15. Cet impératif de disposer d'une base de coûts précise et fiable souffre d'une rédaction de l'article 2 du projet de décret insuffisamment rigoureuse. Le texte se réfère en effet tantôt à la notion de charge (exploitation, amortissement, rémunération du capital), qui a une signification comptable opérationnelle, tantôt à celle de coût, qui n'en a pas. Ainsi les immobilisations existantes donnent lieu à des dotations d'amortissement, mais les nouveaux investissements à la prise en compte de « coûts de développement des réseaux », alors qu'il s'agit d'amortissements et de rémunération du capital investi (déjà prise en compte par ailleurs).
16. Faute de disposer de références comptables et tarifaires antérieures, en l'absence jusqu'à maintenant d'une facturation autonome de la distribution, le régulateur dépend des chiffres établis et communiqués par les distributeurs pour fixer les premiers tarifs de distribution.
17. Aussi, le conseil souligne-t-il le caractère déterminant, pour la réussite de la réforme engagée, d'une bonne connaissance par le régulateur chargé d'établir les tarifs d'utilisation des réseaux des comptes de l'activité de distribution. En conséquence, il est essentiel et urgent de réaliser les audits comptables des coûts présentés par les distributeurs.
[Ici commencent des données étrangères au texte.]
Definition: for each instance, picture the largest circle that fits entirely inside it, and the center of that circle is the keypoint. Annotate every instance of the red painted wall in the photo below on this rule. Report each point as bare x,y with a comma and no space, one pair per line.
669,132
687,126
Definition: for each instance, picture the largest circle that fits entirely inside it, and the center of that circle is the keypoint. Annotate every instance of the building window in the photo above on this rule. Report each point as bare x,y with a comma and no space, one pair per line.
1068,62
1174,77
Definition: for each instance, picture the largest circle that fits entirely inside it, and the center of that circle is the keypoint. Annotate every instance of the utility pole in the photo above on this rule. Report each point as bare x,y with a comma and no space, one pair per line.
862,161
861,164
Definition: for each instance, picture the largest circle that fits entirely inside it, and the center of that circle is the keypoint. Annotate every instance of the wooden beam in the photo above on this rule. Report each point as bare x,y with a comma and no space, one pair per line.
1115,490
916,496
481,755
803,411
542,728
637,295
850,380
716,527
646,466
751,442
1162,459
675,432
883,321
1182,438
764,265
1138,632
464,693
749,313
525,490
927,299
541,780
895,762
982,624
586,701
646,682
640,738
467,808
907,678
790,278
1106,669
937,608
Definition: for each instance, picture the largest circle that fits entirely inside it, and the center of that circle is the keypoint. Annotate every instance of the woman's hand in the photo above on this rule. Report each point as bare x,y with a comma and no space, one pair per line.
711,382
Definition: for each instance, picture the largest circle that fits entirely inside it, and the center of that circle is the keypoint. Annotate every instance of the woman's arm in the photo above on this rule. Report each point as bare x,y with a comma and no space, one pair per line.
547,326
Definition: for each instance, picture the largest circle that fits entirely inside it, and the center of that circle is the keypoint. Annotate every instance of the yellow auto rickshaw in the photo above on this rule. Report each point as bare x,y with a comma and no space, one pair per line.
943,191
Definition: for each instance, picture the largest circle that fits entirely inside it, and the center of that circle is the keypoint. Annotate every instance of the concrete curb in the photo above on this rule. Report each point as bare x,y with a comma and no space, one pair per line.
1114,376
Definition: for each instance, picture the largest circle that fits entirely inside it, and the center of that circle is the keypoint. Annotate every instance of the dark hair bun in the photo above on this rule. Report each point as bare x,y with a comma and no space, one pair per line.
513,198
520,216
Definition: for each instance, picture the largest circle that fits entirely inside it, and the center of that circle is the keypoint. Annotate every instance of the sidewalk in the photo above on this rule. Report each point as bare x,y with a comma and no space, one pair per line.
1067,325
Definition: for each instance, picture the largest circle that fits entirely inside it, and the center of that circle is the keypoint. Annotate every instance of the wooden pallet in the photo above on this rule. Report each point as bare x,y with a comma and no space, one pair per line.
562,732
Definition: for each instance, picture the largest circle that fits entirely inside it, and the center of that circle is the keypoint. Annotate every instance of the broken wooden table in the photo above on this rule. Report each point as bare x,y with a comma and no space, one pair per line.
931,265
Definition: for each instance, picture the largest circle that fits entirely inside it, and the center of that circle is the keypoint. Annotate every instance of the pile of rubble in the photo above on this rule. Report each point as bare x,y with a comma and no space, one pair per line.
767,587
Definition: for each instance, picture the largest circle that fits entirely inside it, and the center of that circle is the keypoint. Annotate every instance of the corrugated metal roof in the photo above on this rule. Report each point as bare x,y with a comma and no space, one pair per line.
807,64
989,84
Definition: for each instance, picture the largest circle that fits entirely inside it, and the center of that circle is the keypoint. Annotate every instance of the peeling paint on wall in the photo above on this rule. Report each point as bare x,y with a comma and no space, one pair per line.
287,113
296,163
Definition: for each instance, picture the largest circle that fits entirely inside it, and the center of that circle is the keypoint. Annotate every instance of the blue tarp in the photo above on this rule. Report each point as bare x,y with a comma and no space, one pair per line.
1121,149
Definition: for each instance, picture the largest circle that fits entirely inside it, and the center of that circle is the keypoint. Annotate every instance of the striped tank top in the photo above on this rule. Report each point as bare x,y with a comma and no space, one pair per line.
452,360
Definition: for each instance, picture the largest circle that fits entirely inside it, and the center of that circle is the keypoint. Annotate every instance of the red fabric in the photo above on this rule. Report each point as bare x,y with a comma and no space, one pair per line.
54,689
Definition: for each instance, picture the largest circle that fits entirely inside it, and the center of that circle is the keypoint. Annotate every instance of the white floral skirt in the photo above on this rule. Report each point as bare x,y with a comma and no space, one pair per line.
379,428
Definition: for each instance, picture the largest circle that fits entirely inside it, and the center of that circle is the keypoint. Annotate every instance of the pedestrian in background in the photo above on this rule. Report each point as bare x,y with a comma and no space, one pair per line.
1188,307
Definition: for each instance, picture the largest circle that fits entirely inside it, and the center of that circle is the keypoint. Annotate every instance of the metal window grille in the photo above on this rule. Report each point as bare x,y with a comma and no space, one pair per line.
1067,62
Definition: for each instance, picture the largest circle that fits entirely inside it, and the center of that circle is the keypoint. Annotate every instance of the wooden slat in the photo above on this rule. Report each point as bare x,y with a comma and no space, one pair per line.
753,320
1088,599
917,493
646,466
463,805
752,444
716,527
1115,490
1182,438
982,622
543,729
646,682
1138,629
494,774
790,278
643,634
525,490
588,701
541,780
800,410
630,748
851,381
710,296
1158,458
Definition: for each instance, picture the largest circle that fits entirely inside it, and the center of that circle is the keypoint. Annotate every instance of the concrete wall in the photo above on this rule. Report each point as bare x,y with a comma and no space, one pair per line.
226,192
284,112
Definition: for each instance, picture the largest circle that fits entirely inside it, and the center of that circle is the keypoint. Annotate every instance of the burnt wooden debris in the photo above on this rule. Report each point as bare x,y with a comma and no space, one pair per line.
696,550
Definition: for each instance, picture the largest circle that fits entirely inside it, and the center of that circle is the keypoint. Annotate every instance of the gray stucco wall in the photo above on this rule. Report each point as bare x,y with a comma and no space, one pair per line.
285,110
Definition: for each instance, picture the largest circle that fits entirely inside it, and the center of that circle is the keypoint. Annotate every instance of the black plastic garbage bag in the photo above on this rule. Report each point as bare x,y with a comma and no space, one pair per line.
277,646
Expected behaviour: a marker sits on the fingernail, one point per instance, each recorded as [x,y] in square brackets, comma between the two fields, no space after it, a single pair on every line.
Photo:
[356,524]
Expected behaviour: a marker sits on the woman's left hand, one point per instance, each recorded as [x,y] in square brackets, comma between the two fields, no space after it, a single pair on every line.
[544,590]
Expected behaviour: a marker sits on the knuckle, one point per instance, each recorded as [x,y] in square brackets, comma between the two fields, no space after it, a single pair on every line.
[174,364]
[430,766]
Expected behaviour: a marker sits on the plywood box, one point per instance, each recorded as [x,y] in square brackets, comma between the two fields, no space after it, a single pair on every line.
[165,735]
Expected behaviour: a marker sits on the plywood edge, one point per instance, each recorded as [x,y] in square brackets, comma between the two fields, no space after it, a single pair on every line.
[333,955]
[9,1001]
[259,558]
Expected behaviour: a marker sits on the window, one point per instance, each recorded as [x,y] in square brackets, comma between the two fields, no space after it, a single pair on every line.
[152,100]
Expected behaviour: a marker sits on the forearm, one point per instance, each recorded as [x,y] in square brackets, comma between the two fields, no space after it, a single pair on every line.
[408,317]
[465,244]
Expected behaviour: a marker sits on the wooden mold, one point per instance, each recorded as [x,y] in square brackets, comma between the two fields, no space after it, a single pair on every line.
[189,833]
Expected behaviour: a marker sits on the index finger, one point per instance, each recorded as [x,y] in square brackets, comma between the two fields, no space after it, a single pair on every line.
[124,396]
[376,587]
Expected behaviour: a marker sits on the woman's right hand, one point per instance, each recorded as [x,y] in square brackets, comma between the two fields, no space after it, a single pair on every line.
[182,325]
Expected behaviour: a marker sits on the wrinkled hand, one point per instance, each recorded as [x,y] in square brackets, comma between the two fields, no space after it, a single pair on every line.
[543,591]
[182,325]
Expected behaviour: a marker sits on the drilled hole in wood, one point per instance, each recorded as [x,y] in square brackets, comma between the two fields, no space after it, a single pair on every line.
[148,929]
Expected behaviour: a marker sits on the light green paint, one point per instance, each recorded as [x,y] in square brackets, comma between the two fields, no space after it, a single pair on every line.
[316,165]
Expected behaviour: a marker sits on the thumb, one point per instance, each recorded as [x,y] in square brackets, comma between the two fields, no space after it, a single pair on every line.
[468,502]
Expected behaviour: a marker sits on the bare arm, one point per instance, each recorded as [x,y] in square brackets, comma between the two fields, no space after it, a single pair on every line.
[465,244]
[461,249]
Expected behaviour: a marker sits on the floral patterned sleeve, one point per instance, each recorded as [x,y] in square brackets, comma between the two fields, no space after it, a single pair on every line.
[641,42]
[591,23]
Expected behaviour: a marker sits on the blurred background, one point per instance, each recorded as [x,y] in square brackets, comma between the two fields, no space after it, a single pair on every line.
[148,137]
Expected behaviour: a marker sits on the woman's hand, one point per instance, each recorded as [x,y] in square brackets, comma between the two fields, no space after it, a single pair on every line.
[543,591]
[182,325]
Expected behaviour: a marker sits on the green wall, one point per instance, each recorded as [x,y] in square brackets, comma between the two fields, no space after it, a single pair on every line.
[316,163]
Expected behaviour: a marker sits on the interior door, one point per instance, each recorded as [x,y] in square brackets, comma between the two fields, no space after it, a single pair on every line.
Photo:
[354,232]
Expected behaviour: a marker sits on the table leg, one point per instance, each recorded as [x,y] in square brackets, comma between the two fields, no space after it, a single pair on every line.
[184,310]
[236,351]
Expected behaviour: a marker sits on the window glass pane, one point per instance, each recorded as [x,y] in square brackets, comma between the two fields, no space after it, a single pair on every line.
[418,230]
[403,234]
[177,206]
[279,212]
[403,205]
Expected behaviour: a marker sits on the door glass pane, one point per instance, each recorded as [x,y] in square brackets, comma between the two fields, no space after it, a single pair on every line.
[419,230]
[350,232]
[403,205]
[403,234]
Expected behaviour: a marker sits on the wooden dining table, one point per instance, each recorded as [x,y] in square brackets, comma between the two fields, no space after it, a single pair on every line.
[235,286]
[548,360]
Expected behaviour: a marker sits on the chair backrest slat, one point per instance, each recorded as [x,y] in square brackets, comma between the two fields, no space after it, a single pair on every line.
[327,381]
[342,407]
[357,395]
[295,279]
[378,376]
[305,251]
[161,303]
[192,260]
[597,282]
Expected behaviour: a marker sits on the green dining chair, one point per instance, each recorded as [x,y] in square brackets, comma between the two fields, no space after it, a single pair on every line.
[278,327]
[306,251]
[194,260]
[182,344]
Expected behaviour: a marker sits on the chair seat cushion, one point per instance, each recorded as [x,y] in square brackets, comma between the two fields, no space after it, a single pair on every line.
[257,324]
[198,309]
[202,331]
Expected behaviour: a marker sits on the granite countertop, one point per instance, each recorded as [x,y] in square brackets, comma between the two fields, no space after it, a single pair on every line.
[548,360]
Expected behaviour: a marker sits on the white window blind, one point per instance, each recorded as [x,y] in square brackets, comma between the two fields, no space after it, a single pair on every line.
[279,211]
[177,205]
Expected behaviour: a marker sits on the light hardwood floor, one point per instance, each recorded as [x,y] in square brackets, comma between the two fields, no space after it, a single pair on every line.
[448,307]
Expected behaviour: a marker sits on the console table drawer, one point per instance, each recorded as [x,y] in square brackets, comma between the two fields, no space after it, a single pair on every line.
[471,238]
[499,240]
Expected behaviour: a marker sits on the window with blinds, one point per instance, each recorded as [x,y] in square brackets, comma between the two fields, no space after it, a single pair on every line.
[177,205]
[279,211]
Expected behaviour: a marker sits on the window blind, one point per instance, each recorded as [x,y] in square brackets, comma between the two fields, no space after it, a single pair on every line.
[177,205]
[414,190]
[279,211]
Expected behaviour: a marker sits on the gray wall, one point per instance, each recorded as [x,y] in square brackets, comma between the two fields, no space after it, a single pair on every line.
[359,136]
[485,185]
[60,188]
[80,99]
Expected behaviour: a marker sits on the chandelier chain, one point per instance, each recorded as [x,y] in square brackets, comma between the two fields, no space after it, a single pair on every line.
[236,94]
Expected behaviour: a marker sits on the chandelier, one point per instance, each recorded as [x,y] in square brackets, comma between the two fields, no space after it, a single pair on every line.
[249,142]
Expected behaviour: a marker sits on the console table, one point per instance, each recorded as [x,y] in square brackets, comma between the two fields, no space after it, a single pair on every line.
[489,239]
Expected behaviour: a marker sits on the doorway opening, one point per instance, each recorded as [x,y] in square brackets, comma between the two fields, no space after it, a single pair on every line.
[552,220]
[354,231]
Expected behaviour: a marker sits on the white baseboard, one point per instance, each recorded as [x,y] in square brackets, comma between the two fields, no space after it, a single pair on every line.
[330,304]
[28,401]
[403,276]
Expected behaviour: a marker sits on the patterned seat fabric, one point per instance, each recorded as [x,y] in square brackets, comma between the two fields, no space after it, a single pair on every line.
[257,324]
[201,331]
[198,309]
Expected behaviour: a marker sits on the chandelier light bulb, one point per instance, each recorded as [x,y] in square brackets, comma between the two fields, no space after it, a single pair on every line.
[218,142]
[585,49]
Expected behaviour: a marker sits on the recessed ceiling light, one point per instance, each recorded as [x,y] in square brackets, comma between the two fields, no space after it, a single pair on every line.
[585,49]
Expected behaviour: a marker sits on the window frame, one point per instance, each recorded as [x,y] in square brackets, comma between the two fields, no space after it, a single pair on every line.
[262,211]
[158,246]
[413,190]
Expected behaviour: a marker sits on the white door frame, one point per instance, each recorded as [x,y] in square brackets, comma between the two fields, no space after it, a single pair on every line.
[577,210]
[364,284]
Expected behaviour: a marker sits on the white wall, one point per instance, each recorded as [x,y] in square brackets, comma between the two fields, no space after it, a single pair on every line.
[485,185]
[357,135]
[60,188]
18. L'insuffisance de l'information, aujourd'hui disponible, recommande de limiter à l'exercice en cours la durée de validité de ces premiers tarifs.
19. Des adaptations sont apportées aux règles tarifaires dans le but de tenir compte de la situation de la distribution existant en France avant l'ouverture du marché du gaz à la concurrence ; ce premier barème tarifaire répond à la volonté d'assurer une transition sans déstabiliser l'économie générale de l'activité de distribution.
20. Le décret prévoit une première dérogation pour les 13 distributeurs n'ayant pas de comptabilité dissociée par activité. Les modalités de calcul de leurs tarifs restent inchangées, mais tous ces opérateurs partagent un tarif unique, égal à la moyenne des tarifs pratiqués, antérieurement à la nouvelle législation par les 3 distributeurs les plus petits.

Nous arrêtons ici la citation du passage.